Lori and I took a rare night out last night, first snowstorm night of the year. She wanted to see "I'm Not There," but I just wasn't too keen on it. But then we saw that there were some "sneak preview" showings of "The Golden Compass" around the area, so we decided to catch one down in Southfield. For those familiar with the area, we were at Star Southfield, a 20-plex that's gone shockingly downhill since AMC took over there a while back. Maybe it was the snow, but it seemed nearly empty there this evening, and all the eateries and side shops in the complex have been closed save a single sad sub shop. The subs were pretty good, anyway.

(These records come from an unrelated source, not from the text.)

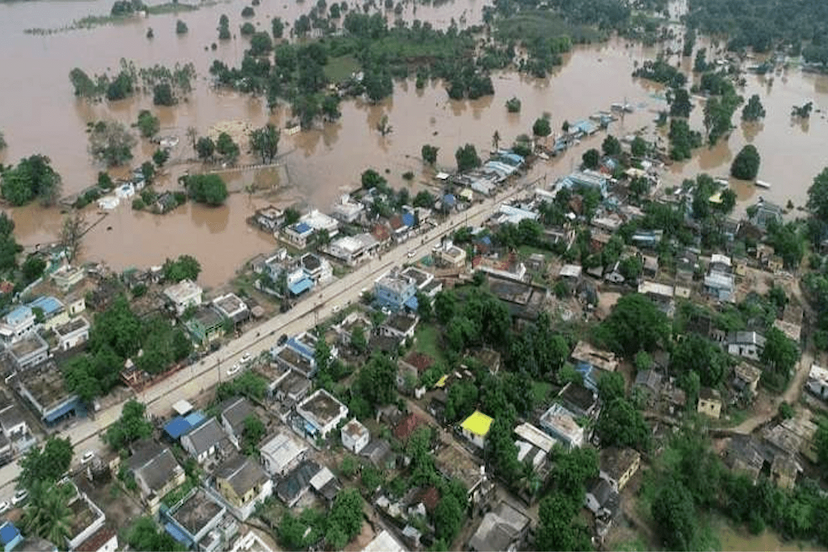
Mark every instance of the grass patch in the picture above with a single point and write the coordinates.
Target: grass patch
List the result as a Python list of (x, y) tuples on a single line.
[(339, 69), (427, 341)]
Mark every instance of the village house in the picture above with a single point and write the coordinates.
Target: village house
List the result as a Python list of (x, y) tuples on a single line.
[(197, 522), (243, 485), (320, 414), (234, 412), (204, 441), (269, 218), (17, 324), (352, 250), (505, 528), (449, 255), (355, 436), (746, 345), (476, 427), (231, 307), (71, 334), (618, 465), (710, 403), (818, 382), (394, 291), (560, 423), (155, 470), (282, 452), (183, 295)]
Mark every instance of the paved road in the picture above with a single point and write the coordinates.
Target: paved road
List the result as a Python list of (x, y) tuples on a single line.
[(212, 369)]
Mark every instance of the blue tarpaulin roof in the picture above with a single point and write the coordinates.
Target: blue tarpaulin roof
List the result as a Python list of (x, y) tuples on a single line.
[(194, 418), (48, 304), (300, 286), (177, 427), (8, 532), (177, 534), (412, 303)]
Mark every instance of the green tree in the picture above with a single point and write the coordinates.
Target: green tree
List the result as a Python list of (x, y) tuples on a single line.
[(148, 124), (111, 142), (746, 163), (542, 127), (675, 516), (207, 188), (227, 148), (265, 142), (780, 353), (47, 512), (47, 464), (429, 154), (277, 27), (591, 158), (162, 94), (205, 148), (635, 324), (260, 44), (620, 424), (818, 196), (33, 177), (467, 158), (753, 110), (611, 146), (130, 427)]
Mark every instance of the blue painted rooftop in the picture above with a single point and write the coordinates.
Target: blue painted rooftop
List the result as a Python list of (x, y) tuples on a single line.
[(177, 427), (18, 315), (48, 304), (8, 532), (302, 227), (300, 286)]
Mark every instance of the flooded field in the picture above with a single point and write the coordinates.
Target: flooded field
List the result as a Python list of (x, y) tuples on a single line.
[(39, 114)]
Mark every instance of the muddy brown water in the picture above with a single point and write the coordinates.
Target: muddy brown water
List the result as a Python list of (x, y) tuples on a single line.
[(38, 113)]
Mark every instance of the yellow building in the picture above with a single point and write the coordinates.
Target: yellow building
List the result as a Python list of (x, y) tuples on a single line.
[(476, 427)]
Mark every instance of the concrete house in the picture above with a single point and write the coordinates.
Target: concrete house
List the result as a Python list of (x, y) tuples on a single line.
[(321, 413), (204, 441), (73, 333), (243, 484), (504, 528), (746, 344), (282, 453), (155, 470), (355, 436), (476, 427), (183, 295), (560, 423), (710, 403), (234, 412), (618, 465)]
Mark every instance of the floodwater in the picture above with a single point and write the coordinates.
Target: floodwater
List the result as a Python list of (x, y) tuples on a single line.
[(38, 114)]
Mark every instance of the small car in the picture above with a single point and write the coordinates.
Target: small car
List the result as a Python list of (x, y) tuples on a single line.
[(20, 497)]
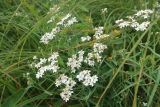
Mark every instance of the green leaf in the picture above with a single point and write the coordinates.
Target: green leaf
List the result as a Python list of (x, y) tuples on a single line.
[(12, 100)]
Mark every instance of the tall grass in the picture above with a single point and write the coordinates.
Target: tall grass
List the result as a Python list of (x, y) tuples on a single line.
[(128, 77)]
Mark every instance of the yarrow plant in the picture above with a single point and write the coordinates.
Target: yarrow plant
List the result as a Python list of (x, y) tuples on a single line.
[(66, 21), (133, 21), (79, 74), (74, 63)]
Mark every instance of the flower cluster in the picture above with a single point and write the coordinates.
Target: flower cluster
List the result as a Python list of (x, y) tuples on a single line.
[(104, 10), (69, 84), (75, 61), (67, 21), (132, 21), (86, 77)]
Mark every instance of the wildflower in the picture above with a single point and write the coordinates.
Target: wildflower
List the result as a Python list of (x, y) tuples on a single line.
[(75, 62), (143, 26), (98, 32), (86, 78), (99, 47), (66, 94), (87, 38), (104, 10)]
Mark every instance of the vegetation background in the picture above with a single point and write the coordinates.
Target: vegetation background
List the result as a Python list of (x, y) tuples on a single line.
[(129, 76)]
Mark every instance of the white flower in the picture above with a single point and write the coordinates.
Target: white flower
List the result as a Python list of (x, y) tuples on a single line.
[(143, 26), (34, 57), (86, 38), (81, 76), (104, 10), (124, 24), (144, 13), (47, 37), (86, 78), (64, 19), (75, 62), (66, 94), (98, 32), (42, 61), (99, 47), (119, 21), (70, 22)]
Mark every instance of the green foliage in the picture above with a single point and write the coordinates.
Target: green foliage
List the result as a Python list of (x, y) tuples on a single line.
[(129, 75)]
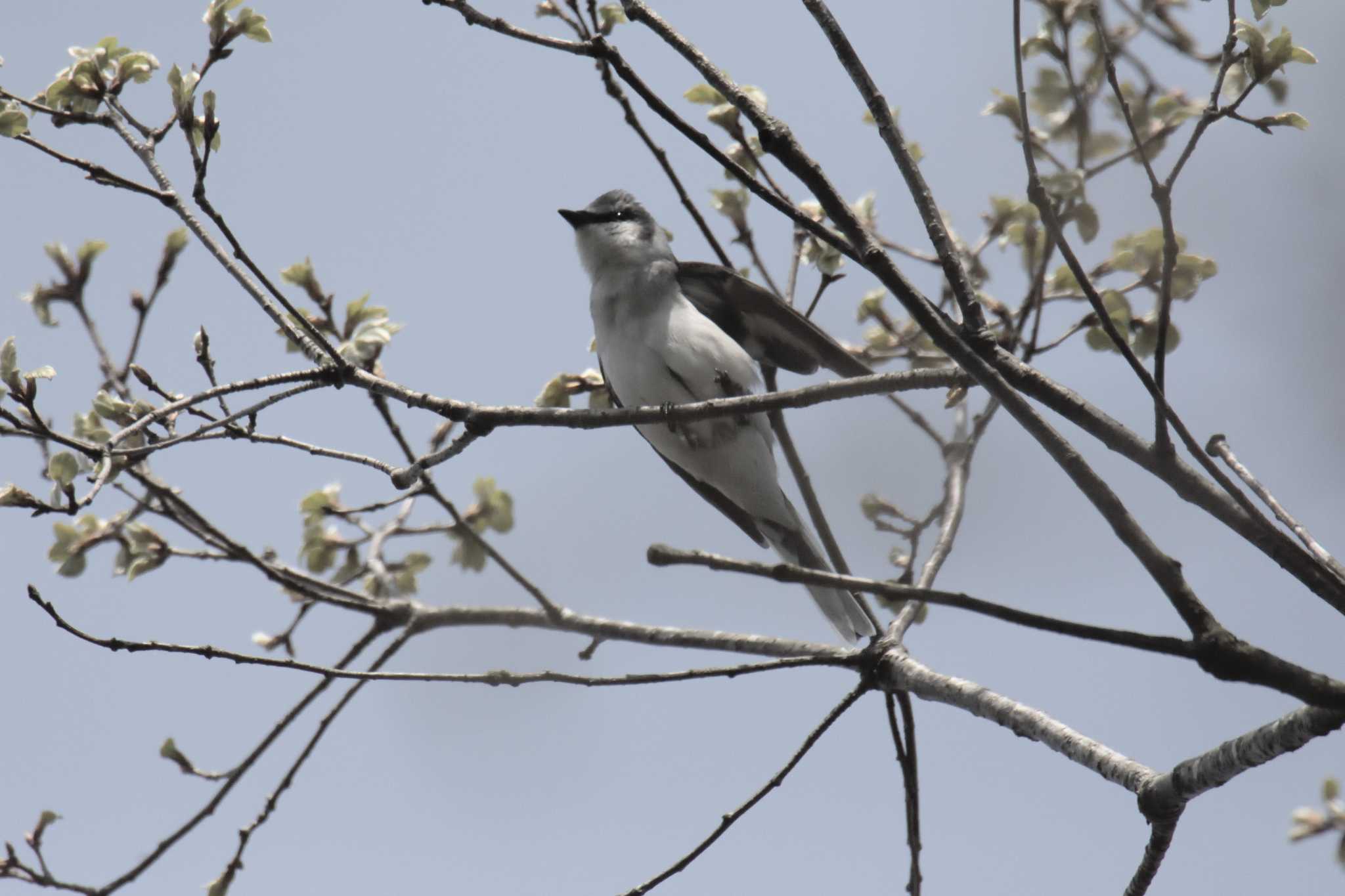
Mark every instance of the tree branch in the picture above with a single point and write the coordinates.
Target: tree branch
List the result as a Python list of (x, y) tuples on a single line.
[(771, 785)]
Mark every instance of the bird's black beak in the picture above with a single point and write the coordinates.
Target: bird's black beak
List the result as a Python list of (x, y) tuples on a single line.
[(576, 218)]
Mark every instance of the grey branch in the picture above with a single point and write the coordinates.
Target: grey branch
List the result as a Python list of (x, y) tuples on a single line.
[(1218, 446)]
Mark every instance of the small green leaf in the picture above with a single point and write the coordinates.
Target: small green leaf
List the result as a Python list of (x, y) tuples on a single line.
[(14, 496), (732, 205), (62, 468), (10, 364), (704, 95), (1086, 219), (254, 26), (468, 554), (611, 14), (871, 305), (554, 394), (1287, 119), (12, 123), (1098, 340), (169, 750)]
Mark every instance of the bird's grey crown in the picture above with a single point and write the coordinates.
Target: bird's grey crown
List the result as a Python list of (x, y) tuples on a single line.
[(619, 202)]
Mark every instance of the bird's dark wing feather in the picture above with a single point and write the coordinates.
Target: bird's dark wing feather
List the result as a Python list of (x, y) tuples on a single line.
[(768, 328), (728, 508)]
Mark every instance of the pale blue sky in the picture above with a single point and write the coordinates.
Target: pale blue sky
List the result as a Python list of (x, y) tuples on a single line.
[(422, 160)]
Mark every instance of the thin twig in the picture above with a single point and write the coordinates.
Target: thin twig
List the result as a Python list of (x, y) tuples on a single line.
[(752, 801), (1218, 445), (663, 555)]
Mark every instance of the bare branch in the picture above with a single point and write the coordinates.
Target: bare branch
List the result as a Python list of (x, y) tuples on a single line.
[(1218, 445), (663, 555), (898, 670), (771, 785)]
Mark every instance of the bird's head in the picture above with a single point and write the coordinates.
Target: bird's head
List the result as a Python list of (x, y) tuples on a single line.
[(617, 232)]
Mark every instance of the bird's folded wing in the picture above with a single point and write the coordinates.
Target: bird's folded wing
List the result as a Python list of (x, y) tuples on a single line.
[(716, 498), (772, 331)]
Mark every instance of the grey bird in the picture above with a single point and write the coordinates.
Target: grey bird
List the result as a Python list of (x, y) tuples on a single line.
[(671, 332)]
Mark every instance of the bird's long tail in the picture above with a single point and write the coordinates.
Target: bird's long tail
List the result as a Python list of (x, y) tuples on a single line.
[(795, 544)]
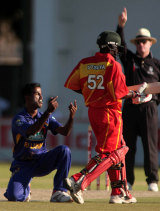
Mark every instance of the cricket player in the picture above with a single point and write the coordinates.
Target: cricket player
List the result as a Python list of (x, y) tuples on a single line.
[(101, 82), (31, 158)]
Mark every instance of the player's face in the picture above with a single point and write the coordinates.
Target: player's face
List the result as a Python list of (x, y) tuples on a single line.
[(143, 47), (36, 98)]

But on to the movie. First things first: No matter how this is promoted, "The Golden Compass" is not a good movie for young kids. We left our kids at home, and I'm glad we did. Aaron would have had a very difficult time following the plot, as especially at the beginning it's very dense; Elianna would have been scared at several points in the movie. Also, though there isn't much blood, there's a lot of violence and death. On the other hand, we ran in to one of Aaron's best friends there, along with his whole family, and it looked like they came out unscarred.

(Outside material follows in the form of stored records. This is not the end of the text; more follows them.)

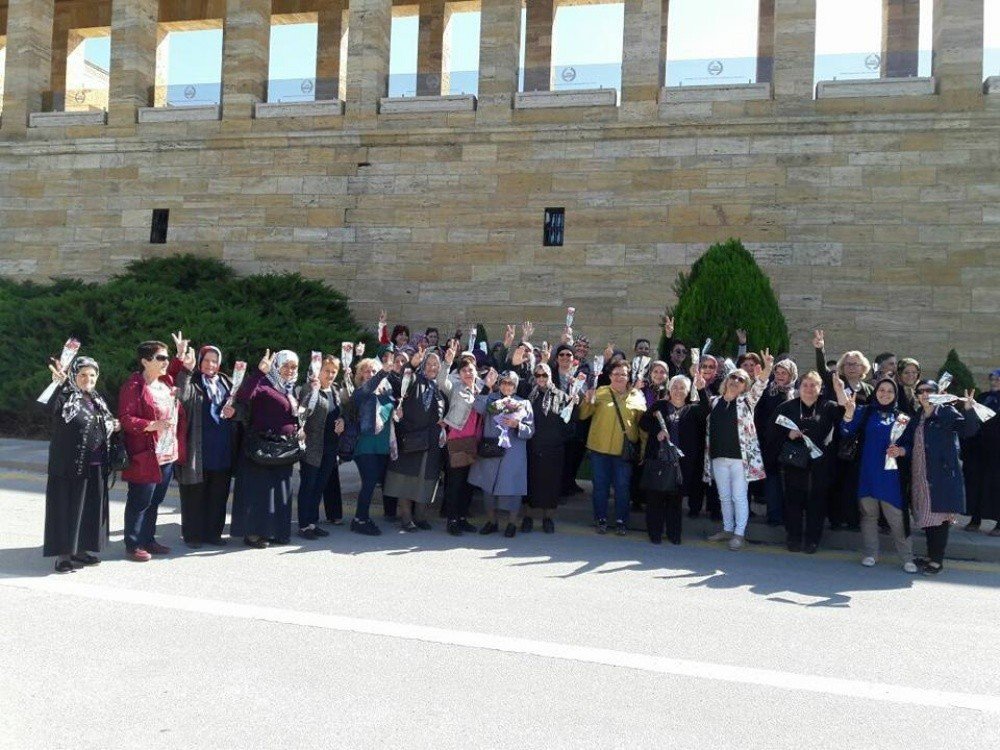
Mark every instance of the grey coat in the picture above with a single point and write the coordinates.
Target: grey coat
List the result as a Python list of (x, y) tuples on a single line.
[(507, 475), (315, 420)]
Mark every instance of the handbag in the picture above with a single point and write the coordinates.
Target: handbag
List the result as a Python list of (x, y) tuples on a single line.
[(630, 448), (490, 448), (461, 452), (663, 472), (794, 453), (269, 449)]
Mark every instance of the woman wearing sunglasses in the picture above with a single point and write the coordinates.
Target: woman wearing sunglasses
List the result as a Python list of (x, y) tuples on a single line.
[(155, 428), (936, 483)]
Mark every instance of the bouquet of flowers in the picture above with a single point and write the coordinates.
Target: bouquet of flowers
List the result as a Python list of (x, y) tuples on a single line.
[(501, 409), (895, 433)]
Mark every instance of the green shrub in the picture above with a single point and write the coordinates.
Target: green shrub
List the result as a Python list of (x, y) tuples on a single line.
[(202, 297), (726, 290), (962, 378)]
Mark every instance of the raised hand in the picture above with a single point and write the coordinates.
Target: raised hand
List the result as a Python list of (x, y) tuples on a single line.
[(266, 362)]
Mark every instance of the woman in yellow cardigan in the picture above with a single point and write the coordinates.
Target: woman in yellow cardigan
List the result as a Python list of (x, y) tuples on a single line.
[(610, 408)]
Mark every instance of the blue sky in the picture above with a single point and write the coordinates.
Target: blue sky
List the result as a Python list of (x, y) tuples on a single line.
[(587, 38)]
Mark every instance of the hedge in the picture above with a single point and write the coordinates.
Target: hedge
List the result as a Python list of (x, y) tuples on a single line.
[(202, 297)]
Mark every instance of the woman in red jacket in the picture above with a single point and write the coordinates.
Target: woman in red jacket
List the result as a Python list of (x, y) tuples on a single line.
[(150, 416)]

I'll note here that I have not read the His Dark Materials Trilogy books, nor had I read some of the more "controversial" articles that have shown up at various sites, so let's start with the basics. No one kills God in this movie. The book's author, Philip Pullman has been quoted to great extent on his beliefs; however, the claim (by would-be protesters) that "there is no God" is not in this movie. Whoever is sending those notes, not only hasn't seen the movie, they really have little idea what's in it.
As for the content... It's a solid fairy tale for older kids and adults. Not as inventive, nor I think as well made, as last summer's "Stardust," but enjoyable in its own right. Dakota Blue Richards, in the role of Lyra, is fantastic. Unfortunately, the same can't quite be said for Nicole Kidman in the role of Darth Coulter... oops, Mrs. Coulter. The film makers even got Christopher Lee to reprise his role as Count Dooku... oh, make that First High Councilor. That is to say, the patterning on "Star Wars" seems awfully heavy, especially once the movie gets rolling and the soundtrack starts to become overwhelming. In one scene, when a "big secret" was revealed, I just leaned over to Lori and whispered, "Luuuuuuke! Luuuuuuke!," and she about doubled over... it was just too easy. In some respects the most interesting parts were at the very beginning, when the concepts of the parallel universes and of people having daemons were explained.

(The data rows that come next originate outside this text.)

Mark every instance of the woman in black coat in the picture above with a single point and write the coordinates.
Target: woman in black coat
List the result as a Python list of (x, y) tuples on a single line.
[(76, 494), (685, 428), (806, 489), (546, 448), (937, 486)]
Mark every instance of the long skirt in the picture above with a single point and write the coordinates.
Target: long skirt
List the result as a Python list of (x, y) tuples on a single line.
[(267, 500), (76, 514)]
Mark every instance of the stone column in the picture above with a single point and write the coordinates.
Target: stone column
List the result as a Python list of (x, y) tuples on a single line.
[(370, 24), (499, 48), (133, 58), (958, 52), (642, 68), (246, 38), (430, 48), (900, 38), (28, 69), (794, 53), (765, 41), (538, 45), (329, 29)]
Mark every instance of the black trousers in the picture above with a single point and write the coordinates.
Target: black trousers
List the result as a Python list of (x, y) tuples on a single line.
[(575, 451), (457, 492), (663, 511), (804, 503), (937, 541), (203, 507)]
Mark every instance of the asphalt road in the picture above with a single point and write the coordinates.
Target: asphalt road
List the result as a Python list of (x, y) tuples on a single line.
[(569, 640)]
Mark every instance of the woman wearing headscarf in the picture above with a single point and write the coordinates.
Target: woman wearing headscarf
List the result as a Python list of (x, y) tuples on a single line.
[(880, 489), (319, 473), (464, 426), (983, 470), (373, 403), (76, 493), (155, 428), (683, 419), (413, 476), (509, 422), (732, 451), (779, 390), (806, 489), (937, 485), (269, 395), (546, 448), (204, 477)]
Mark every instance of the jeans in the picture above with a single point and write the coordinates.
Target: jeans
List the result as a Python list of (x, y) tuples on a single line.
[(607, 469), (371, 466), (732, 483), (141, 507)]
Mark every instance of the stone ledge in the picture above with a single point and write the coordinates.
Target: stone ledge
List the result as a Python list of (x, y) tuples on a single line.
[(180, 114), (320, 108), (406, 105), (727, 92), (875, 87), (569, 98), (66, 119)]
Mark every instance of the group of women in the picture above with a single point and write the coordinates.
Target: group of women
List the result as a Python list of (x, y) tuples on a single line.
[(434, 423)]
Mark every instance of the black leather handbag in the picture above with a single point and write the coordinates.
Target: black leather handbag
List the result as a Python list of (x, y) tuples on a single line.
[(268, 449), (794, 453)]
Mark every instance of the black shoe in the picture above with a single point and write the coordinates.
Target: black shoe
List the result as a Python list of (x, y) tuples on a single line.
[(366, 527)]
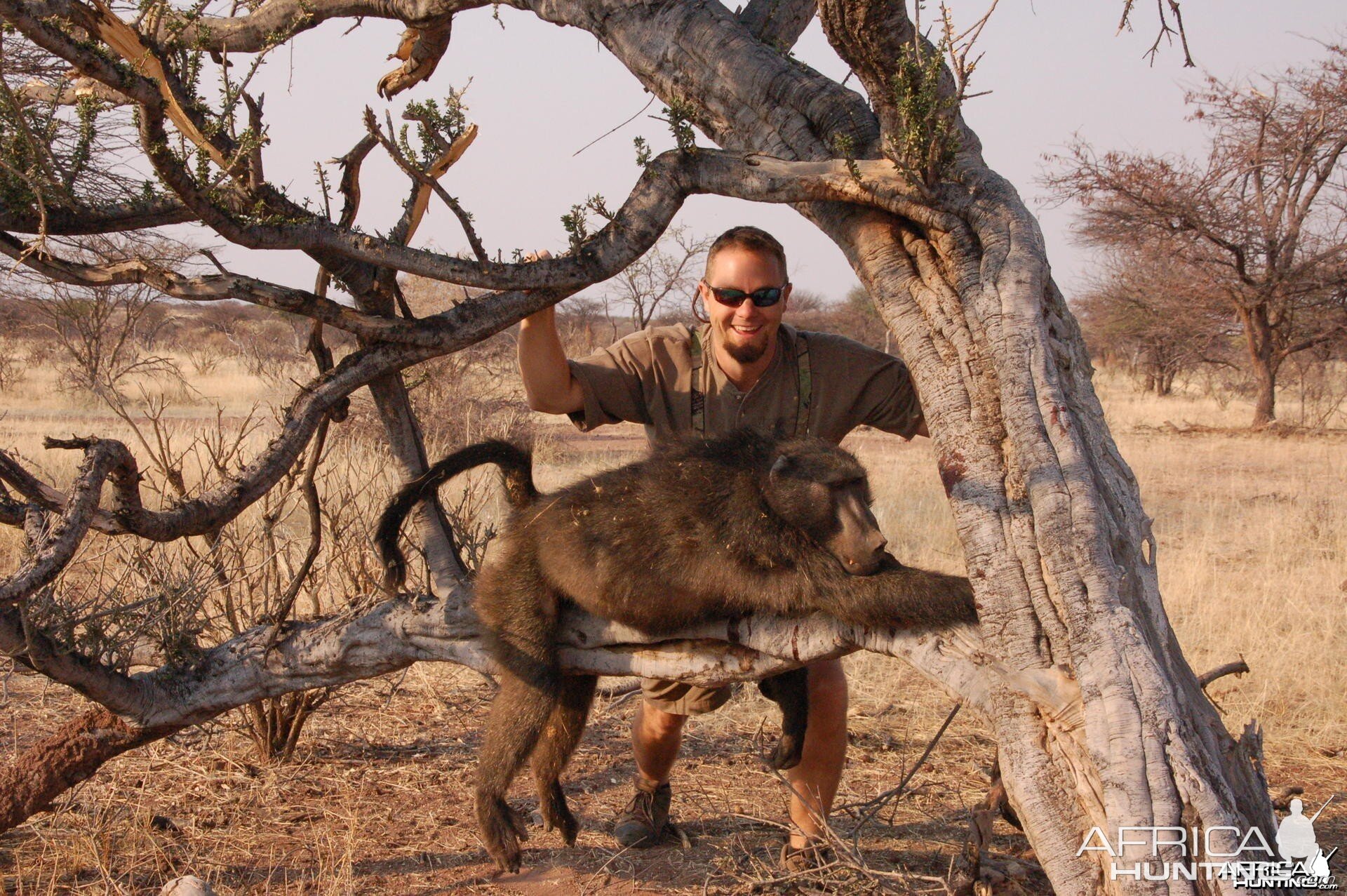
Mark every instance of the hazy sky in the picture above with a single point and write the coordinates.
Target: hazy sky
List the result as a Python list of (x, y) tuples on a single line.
[(1057, 67)]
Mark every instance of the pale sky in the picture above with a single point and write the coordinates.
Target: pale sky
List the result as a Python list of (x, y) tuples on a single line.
[(1057, 67)]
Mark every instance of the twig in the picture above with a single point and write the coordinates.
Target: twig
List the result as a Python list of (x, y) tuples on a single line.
[(613, 130), (1238, 667)]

As with "Star Wars," this movie is basically a big adventure with some symbolism you can either take seriously, or ignore. The Empire... er, Magisterium, is presented as a caricature of the Roman Catholic Church hierarchy, with lots of fascist storm troopers - many with really bad head gear. Essentially, they seek to control all thought by disconnecting people from their souls. Of course, they're only there to help you (and yes, they even use that line). Free thought would undermine them, so they muse eliminate it. The Force is Dust, and trust your feeling is now ask the Golden Compass. Lyra, the child of prophecy (sound familiar?), must use The Golden Compass to save her world... and all others.
While I definitely had the impression that I'd seen this basic story before, the adventure was still a bunch of fun. The bear fight was wonderful, getting applause in the theater. And the climactic battle scene was spectacular.
Unfortunately, the movie ended without anything resembling resolution, beyond advertising that there will be a sequel. I half expect it'll be called "The Magisterium Strikes Back."
As for Dobson-style protests, forget it -- there's really nothing to protest.